ROCKY MOUNT, N.C. (WTVD) -- After losing his wallet on Interstate 95, Scott Curri thought he would never see it again.

Almost a year later, dedicated employees of the NC Department of Transportation proved him wrong. After stopping at a rest area near Rocky Mount, NC on his way to Florida, Curri accidentally left his wallet on the roof of his car before continuing his journey down the highway.

"I thought I'd never see it again and it was gone," Curri said.

On top of losing his bank cards, cash, driver's license and social security card, Curri also lost irreplaceable personal mementos and notes from his wife and late mother who passed away in 2016.

Months later, Bobby Liverman, district engineer for NC Department of Transportation, found a wallet in the glove compartment of a state vehicle. Liverman shipped the wallet to the New York address listed on Curri's driver's license in November, but the address was no longer valid as Curri had since moved.
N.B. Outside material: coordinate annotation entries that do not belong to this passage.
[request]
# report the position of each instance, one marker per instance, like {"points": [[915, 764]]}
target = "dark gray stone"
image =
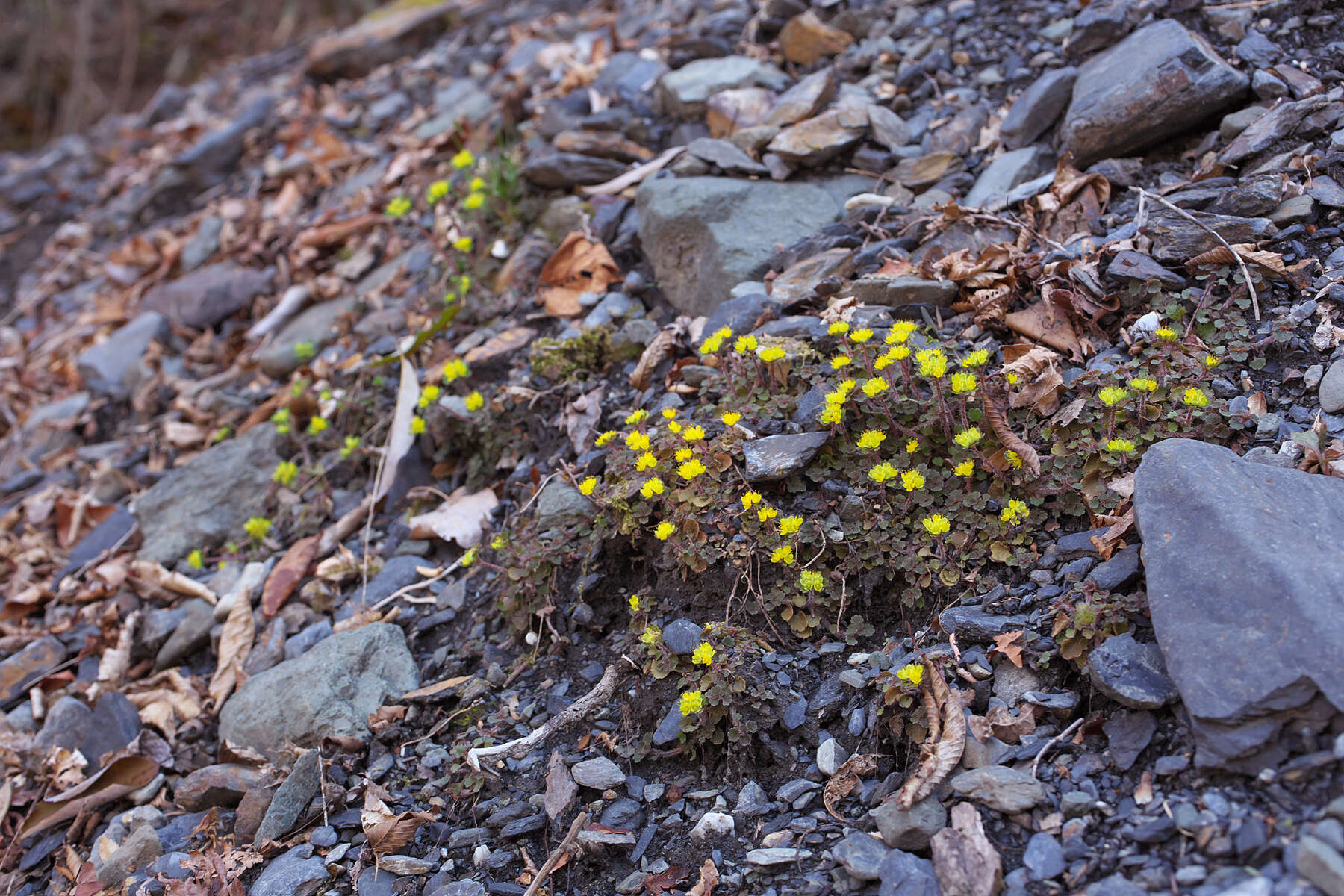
{"points": [[205, 503], [331, 689], [1246, 590], [1144, 90], [1036, 109], [1130, 673], [705, 234], [774, 457]]}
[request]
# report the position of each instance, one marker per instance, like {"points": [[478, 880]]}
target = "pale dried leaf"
{"points": [[457, 519]]}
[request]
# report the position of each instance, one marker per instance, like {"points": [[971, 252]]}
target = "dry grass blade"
{"points": [[992, 401], [944, 746]]}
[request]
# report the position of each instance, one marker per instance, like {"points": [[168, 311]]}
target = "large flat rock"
{"points": [[1155, 84], [707, 234], [1246, 591]]}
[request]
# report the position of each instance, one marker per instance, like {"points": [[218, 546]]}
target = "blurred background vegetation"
{"points": [[65, 63]]}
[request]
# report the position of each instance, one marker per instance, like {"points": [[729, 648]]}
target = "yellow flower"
{"points": [[936, 524], [962, 383], [871, 440], [1195, 396], [691, 469], [1112, 395], [882, 472], [968, 437], [285, 472], [1015, 512], [912, 673]]}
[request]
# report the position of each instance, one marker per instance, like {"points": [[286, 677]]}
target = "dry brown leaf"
{"points": [[964, 860], [942, 748], [848, 775], [709, 880], [113, 782], [288, 574], [457, 519], [235, 641], [577, 267]]}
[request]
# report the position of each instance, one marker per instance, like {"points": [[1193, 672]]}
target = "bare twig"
{"points": [[1241, 262], [554, 859], [1063, 735], [522, 746]]}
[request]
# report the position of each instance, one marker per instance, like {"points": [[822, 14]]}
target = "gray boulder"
{"points": [[329, 691], [1246, 593], [1157, 82], [208, 501], [707, 234]]}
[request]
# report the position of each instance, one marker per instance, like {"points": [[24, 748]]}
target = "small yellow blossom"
{"points": [[1015, 512], [871, 440], [936, 524], [285, 472]]}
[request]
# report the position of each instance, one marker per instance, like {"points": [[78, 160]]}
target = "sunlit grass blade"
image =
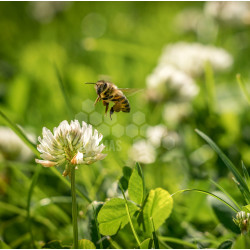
{"points": [[177, 241], [156, 242], [143, 180], [32, 186], [129, 217], [245, 172], [207, 193], [243, 87], [210, 86], [227, 194], [65, 95], [24, 138], [228, 163]]}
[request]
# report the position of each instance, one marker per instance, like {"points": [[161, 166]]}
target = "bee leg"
{"points": [[111, 112], [97, 100], [107, 106]]}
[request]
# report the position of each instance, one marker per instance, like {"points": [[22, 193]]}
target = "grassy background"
{"points": [[122, 40]]}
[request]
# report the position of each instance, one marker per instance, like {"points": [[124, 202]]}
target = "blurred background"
{"points": [[184, 58]]}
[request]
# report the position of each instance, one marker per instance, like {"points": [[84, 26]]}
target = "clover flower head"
{"points": [[70, 144], [242, 220], [191, 57], [168, 82], [233, 13]]}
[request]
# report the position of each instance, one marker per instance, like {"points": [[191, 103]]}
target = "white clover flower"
{"points": [[174, 112], [168, 82], [44, 11], [142, 151], [155, 134], [242, 220], [191, 57], [233, 12], [70, 144], [12, 147]]}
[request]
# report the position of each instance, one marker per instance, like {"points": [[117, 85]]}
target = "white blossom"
{"points": [[70, 143], [174, 112], [142, 151], [168, 82], [192, 57], [155, 134], [232, 12], [44, 11]]}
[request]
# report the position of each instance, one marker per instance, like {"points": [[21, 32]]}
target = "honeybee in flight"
{"points": [[109, 92]]}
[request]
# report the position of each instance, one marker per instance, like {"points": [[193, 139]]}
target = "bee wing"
{"points": [[130, 91]]}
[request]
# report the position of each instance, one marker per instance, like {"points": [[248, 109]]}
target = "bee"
{"points": [[109, 92]]}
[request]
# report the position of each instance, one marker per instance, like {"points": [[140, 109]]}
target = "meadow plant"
{"points": [[70, 145]]}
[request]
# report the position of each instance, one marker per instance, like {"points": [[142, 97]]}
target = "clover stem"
{"points": [[74, 208]]}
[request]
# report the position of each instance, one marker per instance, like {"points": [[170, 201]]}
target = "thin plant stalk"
{"points": [[129, 217], [243, 87], [74, 208]]}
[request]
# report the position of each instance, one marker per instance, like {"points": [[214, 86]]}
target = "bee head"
{"points": [[100, 86]]}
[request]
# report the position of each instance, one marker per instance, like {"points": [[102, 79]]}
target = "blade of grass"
{"points": [[24, 138], [245, 172], [156, 242], [32, 186], [129, 217], [207, 193], [143, 181], [227, 194], [97, 228], [66, 98], [227, 162], [243, 87], [20, 133]]}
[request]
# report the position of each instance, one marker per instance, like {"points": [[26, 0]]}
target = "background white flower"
{"points": [[232, 12], [166, 82], [155, 134], [191, 57], [70, 143]]}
Determined to reconnect the wallet with its owner, Liverman entrusted one of his office assistants, Sybil Stancil with finding Curri online. Stancil said she searched for Curri on Google and social media in her free time. After around six weeks of searching and dead-end phone calls, she finally got in contact with Curri's wife around Christmas.

"I was elated," Stancil said. "I can't believe I actually found the man that this wallet belongs to, but I did. And it felt good."
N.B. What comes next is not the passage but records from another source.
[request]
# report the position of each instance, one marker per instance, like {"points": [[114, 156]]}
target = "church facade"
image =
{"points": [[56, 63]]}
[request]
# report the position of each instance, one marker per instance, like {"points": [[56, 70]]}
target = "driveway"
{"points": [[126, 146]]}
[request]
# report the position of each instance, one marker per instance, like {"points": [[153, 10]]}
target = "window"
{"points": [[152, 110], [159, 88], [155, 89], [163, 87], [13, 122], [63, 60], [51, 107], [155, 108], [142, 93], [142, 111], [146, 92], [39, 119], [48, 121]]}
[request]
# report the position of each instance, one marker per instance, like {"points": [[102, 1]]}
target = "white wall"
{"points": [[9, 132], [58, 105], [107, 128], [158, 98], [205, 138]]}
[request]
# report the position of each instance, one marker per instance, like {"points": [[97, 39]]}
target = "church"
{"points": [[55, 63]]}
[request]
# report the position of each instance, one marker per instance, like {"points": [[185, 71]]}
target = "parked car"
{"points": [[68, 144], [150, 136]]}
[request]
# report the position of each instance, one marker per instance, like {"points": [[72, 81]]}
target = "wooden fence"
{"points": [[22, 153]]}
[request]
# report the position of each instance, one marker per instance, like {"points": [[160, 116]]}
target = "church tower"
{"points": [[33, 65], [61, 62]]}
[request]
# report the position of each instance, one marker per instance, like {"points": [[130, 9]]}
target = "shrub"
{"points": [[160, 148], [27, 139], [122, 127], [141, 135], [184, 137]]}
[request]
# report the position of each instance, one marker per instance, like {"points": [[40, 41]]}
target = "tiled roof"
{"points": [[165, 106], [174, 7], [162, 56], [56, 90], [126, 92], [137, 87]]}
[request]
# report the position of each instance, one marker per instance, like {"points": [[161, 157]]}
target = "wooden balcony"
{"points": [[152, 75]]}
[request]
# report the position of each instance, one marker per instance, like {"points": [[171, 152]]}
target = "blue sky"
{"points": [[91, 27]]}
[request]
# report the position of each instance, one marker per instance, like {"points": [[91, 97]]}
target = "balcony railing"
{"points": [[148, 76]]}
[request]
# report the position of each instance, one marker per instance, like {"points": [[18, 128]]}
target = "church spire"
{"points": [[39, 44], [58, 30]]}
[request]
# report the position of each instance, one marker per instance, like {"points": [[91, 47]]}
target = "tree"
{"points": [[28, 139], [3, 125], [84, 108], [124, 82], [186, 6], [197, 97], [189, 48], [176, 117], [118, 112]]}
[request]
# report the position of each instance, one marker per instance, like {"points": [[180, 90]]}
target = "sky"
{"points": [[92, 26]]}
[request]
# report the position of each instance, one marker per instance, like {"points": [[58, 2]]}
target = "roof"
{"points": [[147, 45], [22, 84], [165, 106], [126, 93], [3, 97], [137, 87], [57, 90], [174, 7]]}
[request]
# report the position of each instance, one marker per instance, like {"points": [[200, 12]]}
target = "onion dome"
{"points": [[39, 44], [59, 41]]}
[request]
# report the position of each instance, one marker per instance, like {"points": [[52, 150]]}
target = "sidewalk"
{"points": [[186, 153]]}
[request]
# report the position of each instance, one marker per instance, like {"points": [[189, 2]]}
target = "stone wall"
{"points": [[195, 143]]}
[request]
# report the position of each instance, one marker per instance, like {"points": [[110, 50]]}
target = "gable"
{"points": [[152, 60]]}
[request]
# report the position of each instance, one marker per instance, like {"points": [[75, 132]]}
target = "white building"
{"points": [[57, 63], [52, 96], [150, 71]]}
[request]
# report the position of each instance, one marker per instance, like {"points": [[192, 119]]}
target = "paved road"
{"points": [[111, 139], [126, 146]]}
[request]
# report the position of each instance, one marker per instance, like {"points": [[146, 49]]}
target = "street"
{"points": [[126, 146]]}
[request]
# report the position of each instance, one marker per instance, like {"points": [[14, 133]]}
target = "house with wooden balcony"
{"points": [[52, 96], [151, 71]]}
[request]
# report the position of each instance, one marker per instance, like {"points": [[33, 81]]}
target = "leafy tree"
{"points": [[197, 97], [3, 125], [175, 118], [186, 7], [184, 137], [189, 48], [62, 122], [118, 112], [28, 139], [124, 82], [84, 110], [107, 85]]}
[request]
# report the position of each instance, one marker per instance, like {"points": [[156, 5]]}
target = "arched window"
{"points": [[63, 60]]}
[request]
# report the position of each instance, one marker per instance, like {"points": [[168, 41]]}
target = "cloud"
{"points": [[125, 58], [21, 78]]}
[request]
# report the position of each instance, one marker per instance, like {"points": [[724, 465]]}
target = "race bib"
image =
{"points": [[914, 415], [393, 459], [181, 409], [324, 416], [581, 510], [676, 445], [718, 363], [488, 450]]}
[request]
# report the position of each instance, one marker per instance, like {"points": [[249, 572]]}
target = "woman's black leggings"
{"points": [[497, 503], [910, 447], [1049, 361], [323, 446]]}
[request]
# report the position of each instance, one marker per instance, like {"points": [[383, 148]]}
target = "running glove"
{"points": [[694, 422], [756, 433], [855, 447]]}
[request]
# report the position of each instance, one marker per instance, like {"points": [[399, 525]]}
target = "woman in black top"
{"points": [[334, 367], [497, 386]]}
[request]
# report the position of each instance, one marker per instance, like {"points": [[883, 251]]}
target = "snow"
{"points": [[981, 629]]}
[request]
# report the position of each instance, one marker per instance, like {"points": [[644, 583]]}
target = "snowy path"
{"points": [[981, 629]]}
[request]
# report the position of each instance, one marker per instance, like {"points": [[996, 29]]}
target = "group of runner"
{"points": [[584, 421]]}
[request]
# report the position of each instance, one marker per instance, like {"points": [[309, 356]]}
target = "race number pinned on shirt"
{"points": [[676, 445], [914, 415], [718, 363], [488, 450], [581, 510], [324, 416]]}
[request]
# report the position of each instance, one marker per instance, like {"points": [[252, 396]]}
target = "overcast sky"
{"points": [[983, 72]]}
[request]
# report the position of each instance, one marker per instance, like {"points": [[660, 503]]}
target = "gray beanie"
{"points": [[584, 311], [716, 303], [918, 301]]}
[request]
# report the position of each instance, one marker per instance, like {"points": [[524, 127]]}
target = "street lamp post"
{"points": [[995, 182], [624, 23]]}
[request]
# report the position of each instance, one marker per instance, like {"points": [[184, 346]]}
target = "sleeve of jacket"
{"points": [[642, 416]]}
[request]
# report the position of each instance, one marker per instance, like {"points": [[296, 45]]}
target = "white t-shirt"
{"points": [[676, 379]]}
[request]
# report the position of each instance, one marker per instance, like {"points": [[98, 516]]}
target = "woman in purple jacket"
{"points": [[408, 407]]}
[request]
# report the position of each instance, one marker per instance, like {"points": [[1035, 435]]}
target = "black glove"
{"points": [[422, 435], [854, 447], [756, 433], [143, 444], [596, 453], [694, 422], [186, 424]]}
Though Curri said he was initially worried he was a victim of a scam, he soon realized the good intentions of Stancil and Liverman.

"Right before Christmas, usually when the biggest scams are out, my wife calls me and said, 'Hey, I just got a call from some lady in North Carolina that was asking me questions about you.' Now, that's not the thing that every guy likes to hear," Curri joked. "But as it turns out, it was Sybil."

Once connected with Curri, Stancil was able to finally reunite Curri with his wallet, packing it in a decorative Christmas tin, which Curri said was extremely meaningful.

"This lady went the extra distance for me," Curri said. "And the Christmas can, that was just too much."

Though Curri said the cash was missing and had most likely blown away as it fell on the interstate, his license, social security card and keepsakes like a fortune from a fortune cookie were still in the wallet. Most importantly for Curri, a hand-drawn heart from his wife featuring the words "a hug & kiss for you" and a handwritten and signed note from his mother in 2008 remained safely nestled in his wallet.

"The money and the other stuff didn't matter," Curri said. "But everything else was irreplaceable."

Though Curri said he feels Stancil's efforts to find him were encouraging during difficult current times, Stancil said she simply felt like she did something she was meant to do.

"You hear the saying all the time: 'some people go above and beyond,' but this wasn't above and beyond, I just felt led to do it," Stancil said. "I felt like I was handed a task and I wanted to complete it."

Curri expressed his profound gratitude to Stancil and Liverman to finally have the priceless notes and memories returned to him after many months apart.

"Sybil is the kind of person who maintains the faith that things are going to be all right," Curri said. "She's a good person, doing the right thing."